Reputation: 655
I am trying to get completely separate Oracle queries running using cx_Oracle in python in parallel.
I can successfully make this work by setting up a new database connection per thread and then running the queries in each separate thread, this brings the total time from around 2 minutes to 1 minute 20 so it's definitely working. Timings for queries:
START_TIME END_TIME
17-FEB-16 22.33.28.000000000 17-FEB-16 22.33.30.000000000
17-FEB-16 22.33.30.000000000 17-FEB-16 22.33.33.000000000
17-FEB-16 22.33.33.000000000 17-FEB-16 22.33.36.000000000
17-FEB-16 22.33.36.000000000 17-FEB-16 22.33.36.000000000
17-FEB-16 22.33.36.000000000 17-FEB-16 22.34.08.000000000
17-FEB-16 22.34.08.000000000 17-FEB-16 22.34.26.000000000
17-FEB-16 22.34.26.000000000 17-FEB-16 22.34.27.000000000
17-FEB-16 22.34.27.000000000 17-FEB-16 22.34.29.000000000
There is an overhead however in setting up a connection to the database in each thread and I'm pretty sure I should just be able to make a new cursor for each thread and share the connection as seen here:
http://www.oracle.com/technetwork/articles/vasiliev-python-concurrency-087536.html
What happens when I share the connection and use a separate cursor however is that the queries all start at the same time and then end at the same time so it looks like while the threads are being spawned, on the database the query is still running sequentially. Timings for queries:
START_TIME END_TIME
17-FEB-16 22.36.32.000000000 17-FEB-16 22.38.21.000000000
17-FEB-16 22.36.32.000000000 17-FEB-16 22.38.21.000000000
17-FEB-16 22.36.32.000000000 17-FEB-16 22.38.21.000000000
17-FEB-16 22.36.31.000000000 17-FEB-16 22.38.21.000000000
17-FEB-16 22.36.31.000000000 17-FEB-16 22.38.21.000000000
17-FEB-16 22.36.31.000000000 17-FEB-16 22.38.21.000000000
17-FEB-16 22.36.31.000000000 17-FEB-16 22.38.21.000000000
Code for multi connections:
for file in file_transporter.complete_file_list:
#Get database and open connection
the_db = shared_lib_wrapper.get_oracle().Oracle(the_logger)

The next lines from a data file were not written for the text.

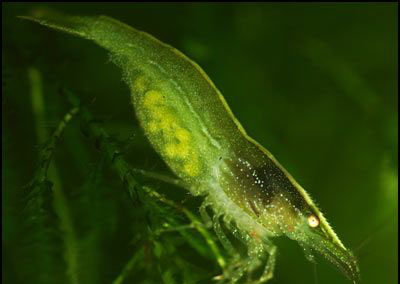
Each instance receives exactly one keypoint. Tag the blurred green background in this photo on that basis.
(316, 84)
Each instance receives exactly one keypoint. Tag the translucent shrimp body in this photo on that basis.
(190, 125)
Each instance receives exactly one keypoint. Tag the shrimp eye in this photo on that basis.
(313, 221)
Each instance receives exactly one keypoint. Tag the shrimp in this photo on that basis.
(190, 125)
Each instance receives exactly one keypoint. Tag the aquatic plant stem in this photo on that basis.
(48, 171)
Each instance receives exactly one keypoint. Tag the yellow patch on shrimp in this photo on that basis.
(191, 166)
(152, 98)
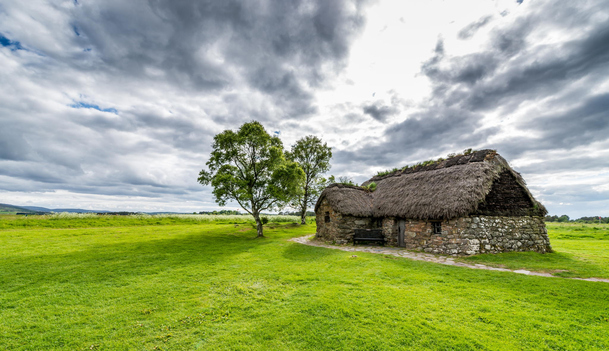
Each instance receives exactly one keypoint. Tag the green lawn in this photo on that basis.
(213, 287)
(580, 250)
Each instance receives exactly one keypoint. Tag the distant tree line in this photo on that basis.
(297, 213)
(565, 218)
(222, 212)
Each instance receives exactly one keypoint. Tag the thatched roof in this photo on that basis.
(452, 188)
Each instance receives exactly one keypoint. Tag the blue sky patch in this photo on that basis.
(81, 104)
(13, 45)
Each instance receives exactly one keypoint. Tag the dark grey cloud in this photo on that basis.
(471, 29)
(123, 98)
(561, 83)
(380, 112)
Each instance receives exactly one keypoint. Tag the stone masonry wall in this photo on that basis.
(341, 228)
(473, 235)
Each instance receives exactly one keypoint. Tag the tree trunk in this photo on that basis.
(258, 225)
(303, 209)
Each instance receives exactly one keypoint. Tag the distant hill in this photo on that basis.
(36, 209)
(10, 209)
(59, 210)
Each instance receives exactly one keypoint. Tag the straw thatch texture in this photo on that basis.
(442, 193)
(449, 189)
(347, 199)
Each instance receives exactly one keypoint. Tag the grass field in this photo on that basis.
(581, 250)
(211, 286)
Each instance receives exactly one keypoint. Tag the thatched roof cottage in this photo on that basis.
(465, 204)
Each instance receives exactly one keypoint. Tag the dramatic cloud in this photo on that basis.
(114, 102)
(471, 29)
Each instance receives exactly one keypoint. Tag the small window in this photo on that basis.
(436, 227)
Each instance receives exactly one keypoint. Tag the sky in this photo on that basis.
(113, 105)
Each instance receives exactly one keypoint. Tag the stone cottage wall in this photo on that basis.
(341, 228)
(473, 235)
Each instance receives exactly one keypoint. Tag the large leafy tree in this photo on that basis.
(249, 167)
(314, 159)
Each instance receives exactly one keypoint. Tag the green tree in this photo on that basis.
(314, 159)
(563, 219)
(249, 167)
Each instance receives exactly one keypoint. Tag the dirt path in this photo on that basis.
(418, 256)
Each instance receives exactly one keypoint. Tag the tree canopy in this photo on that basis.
(314, 159)
(249, 167)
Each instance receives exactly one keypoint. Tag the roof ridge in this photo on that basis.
(476, 156)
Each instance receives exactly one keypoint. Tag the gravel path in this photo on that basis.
(418, 256)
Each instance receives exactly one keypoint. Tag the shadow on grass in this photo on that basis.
(299, 252)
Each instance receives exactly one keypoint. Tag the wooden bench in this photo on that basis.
(369, 235)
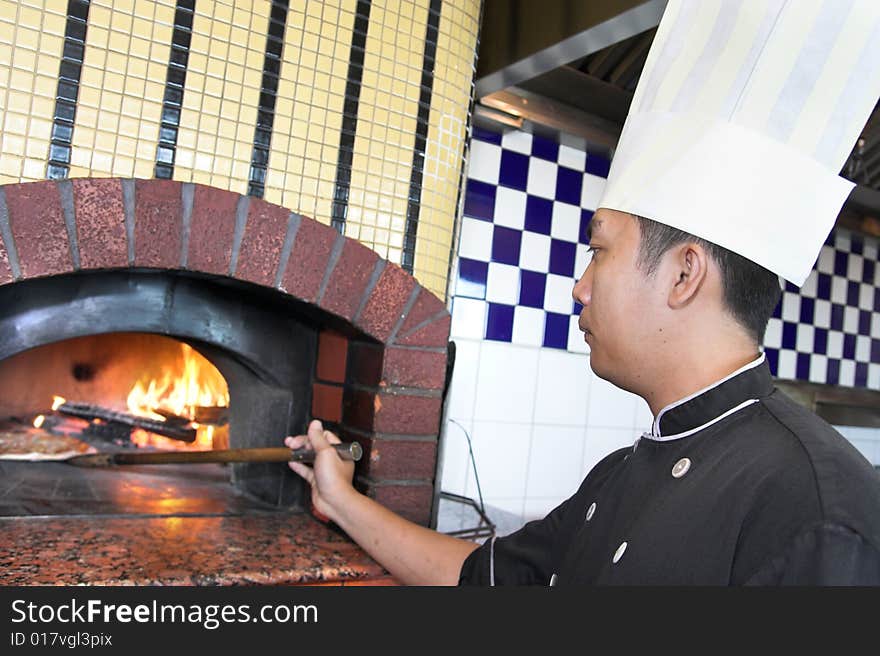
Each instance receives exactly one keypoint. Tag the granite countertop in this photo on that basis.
(255, 549)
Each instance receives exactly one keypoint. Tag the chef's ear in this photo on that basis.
(688, 269)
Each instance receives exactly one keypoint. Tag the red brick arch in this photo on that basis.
(392, 388)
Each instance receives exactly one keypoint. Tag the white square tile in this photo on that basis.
(484, 161)
(557, 294)
(510, 207)
(468, 318)
(566, 221)
(838, 290)
(456, 457)
(506, 383)
(517, 140)
(874, 376)
(476, 239)
(592, 190)
(854, 267)
(563, 388)
(787, 364)
(463, 388)
(555, 461)
(835, 344)
(528, 326)
(822, 314)
(850, 320)
(502, 283)
(825, 263)
(773, 334)
(863, 348)
(576, 343)
(534, 252)
(600, 442)
(501, 477)
(791, 307)
(542, 178)
(818, 368)
(804, 343)
(866, 296)
(610, 406)
(572, 158)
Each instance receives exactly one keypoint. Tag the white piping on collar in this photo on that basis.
(677, 436)
(655, 427)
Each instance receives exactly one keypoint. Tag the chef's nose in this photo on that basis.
(583, 288)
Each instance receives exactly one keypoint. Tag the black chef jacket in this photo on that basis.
(735, 485)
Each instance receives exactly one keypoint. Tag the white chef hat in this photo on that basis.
(744, 115)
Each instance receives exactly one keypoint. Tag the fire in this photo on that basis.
(180, 390)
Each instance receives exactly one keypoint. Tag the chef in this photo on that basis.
(724, 181)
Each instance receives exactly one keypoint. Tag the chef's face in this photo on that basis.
(620, 302)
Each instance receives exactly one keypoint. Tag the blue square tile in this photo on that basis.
(807, 309)
(539, 214)
(820, 341)
(852, 294)
(836, 316)
(598, 165)
(772, 360)
(802, 366)
(556, 330)
(562, 257)
(531, 288)
(789, 335)
(487, 135)
(505, 245)
(499, 322)
(568, 185)
(514, 170)
(545, 148)
(868, 267)
(823, 286)
(841, 263)
(864, 322)
(583, 233)
(472, 275)
(479, 200)
(832, 374)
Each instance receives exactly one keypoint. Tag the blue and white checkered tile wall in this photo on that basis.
(828, 331)
(528, 201)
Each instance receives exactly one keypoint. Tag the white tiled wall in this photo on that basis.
(538, 420)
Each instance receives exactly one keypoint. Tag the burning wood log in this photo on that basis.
(174, 429)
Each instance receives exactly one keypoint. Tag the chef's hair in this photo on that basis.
(751, 292)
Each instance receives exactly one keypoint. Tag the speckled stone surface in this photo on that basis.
(258, 549)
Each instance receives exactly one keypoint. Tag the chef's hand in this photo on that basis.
(330, 476)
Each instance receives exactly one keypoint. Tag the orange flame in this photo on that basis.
(194, 383)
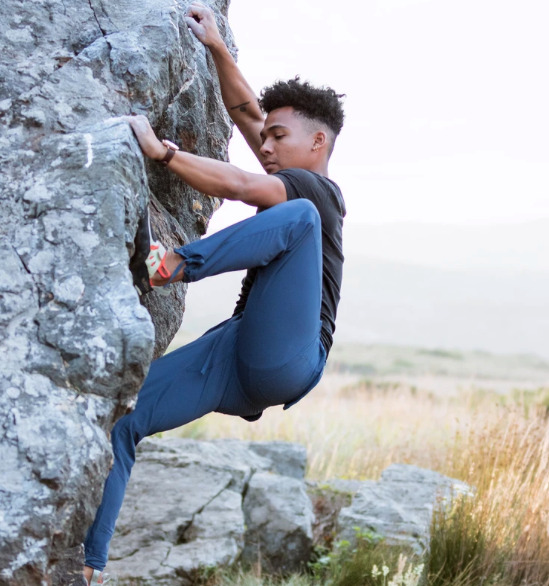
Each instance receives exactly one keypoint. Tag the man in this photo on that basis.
(273, 349)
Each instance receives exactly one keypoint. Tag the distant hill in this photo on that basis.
(522, 246)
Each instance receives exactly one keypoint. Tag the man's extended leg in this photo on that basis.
(177, 390)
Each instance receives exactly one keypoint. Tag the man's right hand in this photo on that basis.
(202, 22)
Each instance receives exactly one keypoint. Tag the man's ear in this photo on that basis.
(320, 140)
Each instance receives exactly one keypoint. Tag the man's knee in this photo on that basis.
(305, 210)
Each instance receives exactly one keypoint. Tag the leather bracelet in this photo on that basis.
(172, 149)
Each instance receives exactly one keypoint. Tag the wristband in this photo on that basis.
(172, 149)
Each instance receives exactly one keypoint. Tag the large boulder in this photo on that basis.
(194, 505)
(75, 340)
(399, 507)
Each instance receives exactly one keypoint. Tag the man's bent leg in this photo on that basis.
(254, 242)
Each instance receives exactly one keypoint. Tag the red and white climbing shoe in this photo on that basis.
(99, 578)
(148, 258)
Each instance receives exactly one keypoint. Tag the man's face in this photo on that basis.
(287, 141)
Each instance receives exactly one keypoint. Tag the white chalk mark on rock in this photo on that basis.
(90, 150)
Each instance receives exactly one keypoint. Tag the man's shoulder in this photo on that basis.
(305, 178)
(323, 192)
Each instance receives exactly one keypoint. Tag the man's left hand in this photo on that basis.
(150, 145)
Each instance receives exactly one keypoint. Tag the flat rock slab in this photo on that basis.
(192, 505)
(399, 507)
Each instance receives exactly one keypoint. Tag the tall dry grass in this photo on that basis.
(498, 445)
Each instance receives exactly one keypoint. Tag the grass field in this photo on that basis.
(484, 427)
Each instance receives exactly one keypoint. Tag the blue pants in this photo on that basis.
(270, 354)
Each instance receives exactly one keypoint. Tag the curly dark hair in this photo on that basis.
(321, 104)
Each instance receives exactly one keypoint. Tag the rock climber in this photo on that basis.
(273, 349)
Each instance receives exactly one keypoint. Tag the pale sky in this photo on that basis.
(447, 108)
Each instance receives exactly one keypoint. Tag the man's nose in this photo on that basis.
(265, 148)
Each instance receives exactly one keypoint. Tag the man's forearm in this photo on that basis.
(224, 180)
(208, 176)
(238, 96)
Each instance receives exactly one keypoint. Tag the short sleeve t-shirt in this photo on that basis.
(328, 200)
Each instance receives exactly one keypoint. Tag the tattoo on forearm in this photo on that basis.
(241, 107)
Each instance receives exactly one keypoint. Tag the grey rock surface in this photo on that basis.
(279, 520)
(192, 505)
(399, 506)
(75, 341)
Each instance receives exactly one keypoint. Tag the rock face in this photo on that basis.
(192, 505)
(399, 507)
(75, 342)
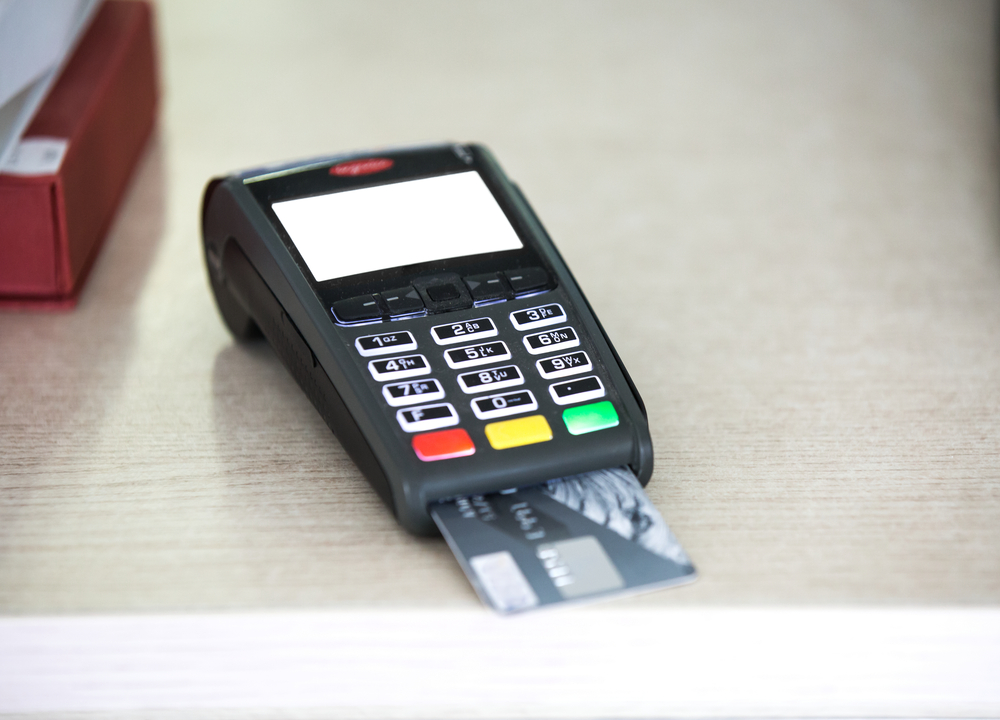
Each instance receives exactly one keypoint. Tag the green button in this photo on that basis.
(590, 418)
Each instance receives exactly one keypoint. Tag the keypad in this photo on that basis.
(427, 417)
(451, 333)
(564, 365)
(491, 379)
(537, 317)
(503, 399)
(504, 404)
(579, 390)
(412, 392)
(399, 368)
(551, 340)
(385, 343)
(473, 355)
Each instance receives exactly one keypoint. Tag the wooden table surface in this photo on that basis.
(787, 216)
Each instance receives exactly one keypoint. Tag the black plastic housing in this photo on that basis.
(261, 284)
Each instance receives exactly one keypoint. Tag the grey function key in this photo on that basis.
(427, 417)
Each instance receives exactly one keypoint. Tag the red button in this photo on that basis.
(443, 444)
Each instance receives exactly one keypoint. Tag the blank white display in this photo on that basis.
(358, 231)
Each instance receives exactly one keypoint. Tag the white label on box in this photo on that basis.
(36, 156)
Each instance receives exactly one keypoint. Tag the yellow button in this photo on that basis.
(523, 431)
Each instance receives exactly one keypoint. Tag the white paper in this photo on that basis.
(36, 156)
(36, 37)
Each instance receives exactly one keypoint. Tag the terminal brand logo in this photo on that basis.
(361, 167)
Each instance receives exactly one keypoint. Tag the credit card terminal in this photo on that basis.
(416, 299)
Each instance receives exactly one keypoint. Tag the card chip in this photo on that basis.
(503, 582)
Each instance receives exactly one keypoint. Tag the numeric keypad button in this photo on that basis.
(492, 379)
(472, 355)
(427, 417)
(578, 390)
(564, 365)
(551, 340)
(541, 316)
(504, 404)
(385, 343)
(399, 368)
(464, 331)
(412, 392)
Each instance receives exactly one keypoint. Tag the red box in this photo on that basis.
(104, 104)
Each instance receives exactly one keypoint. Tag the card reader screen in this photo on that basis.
(375, 228)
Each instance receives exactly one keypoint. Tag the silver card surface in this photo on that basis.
(576, 538)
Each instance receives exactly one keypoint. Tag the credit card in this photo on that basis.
(573, 539)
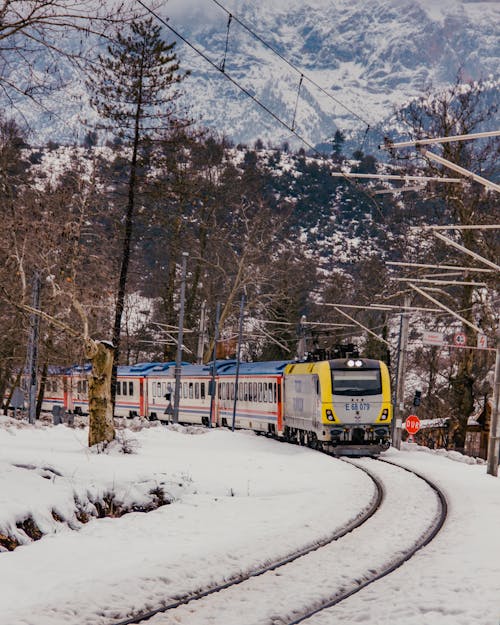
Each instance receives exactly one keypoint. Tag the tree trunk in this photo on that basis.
(101, 426)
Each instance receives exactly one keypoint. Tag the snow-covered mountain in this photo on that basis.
(367, 55)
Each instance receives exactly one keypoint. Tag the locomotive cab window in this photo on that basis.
(367, 382)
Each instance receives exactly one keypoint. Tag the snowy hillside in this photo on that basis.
(370, 56)
(234, 508)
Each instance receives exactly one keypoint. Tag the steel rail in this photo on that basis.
(419, 544)
(357, 521)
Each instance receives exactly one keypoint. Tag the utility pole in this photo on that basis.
(400, 380)
(214, 367)
(301, 345)
(238, 355)
(178, 360)
(32, 360)
(494, 441)
(201, 335)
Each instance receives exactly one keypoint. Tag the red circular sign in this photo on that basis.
(412, 424)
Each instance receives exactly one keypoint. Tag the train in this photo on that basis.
(342, 405)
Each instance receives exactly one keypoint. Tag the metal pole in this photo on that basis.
(214, 368)
(400, 380)
(493, 444)
(32, 363)
(465, 250)
(178, 360)
(442, 161)
(301, 345)
(201, 336)
(238, 354)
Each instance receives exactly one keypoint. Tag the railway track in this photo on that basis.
(297, 582)
(357, 521)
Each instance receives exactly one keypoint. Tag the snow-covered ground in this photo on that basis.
(237, 500)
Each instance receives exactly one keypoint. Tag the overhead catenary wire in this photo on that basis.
(290, 64)
(255, 100)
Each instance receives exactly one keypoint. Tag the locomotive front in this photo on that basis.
(361, 405)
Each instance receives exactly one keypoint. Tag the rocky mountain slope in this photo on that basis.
(367, 56)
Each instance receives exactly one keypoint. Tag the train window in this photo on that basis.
(358, 382)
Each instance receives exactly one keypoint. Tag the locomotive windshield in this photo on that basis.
(356, 382)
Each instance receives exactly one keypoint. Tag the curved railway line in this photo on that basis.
(361, 518)
(280, 568)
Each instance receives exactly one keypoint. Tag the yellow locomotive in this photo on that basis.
(343, 405)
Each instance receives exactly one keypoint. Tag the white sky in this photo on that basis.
(240, 500)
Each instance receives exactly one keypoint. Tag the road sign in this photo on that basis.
(433, 338)
(412, 424)
(482, 341)
(459, 339)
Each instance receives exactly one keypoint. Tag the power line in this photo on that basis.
(290, 64)
(256, 100)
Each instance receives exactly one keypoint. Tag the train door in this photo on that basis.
(278, 389)
(142, 397)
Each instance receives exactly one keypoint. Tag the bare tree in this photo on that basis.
(37, 36)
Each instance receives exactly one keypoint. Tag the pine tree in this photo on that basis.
(134, 91)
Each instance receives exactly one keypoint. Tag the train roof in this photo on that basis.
(368, 363)
(272, 367)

the_db .connect(conn_str())
#Create new thread
thread = threading.Thread(target=Loader, args=(params, the_date, the_logger, the_db, file, file_transporter.complete_file_list[file]))
the_logger.info("Running Thread: " + thread.getName())
thread.start()
Code for multi cursors (within runLoad there is a function that creates a new cursor and executes a procedure - see below):
for file in self.file_list:
file_parametes = self.file_list[file]
function_to_run = file_parametes['LOAD_PACKAGE'] + '.' + file_parametes['LOAD_FUNCTION']
#Create new thread
thread = threading.Thread(target=self.runLoad, args=(file_parametes['RUN_ID'], function_to_run))
self.log.info("Spawned Thread: " + thread.getName())
self.log.info("Running Thread: " + thread.getName())
thread.start()
Code that creates cursor:
def execute_stored_proc_with_in_and_out_params(self, proc_name, params, dbms_logging=False):
try:
cursor = cx_Oracle.Cursor(self.db_conn
My questions therefore are:
1) Am I doing something wrong with creating the cursors? - If so any ideas of how to fix it, I've read that cx_oracle is threadsafety 2:
Currently 2, which means that threads may share the module and connections, but not cursors.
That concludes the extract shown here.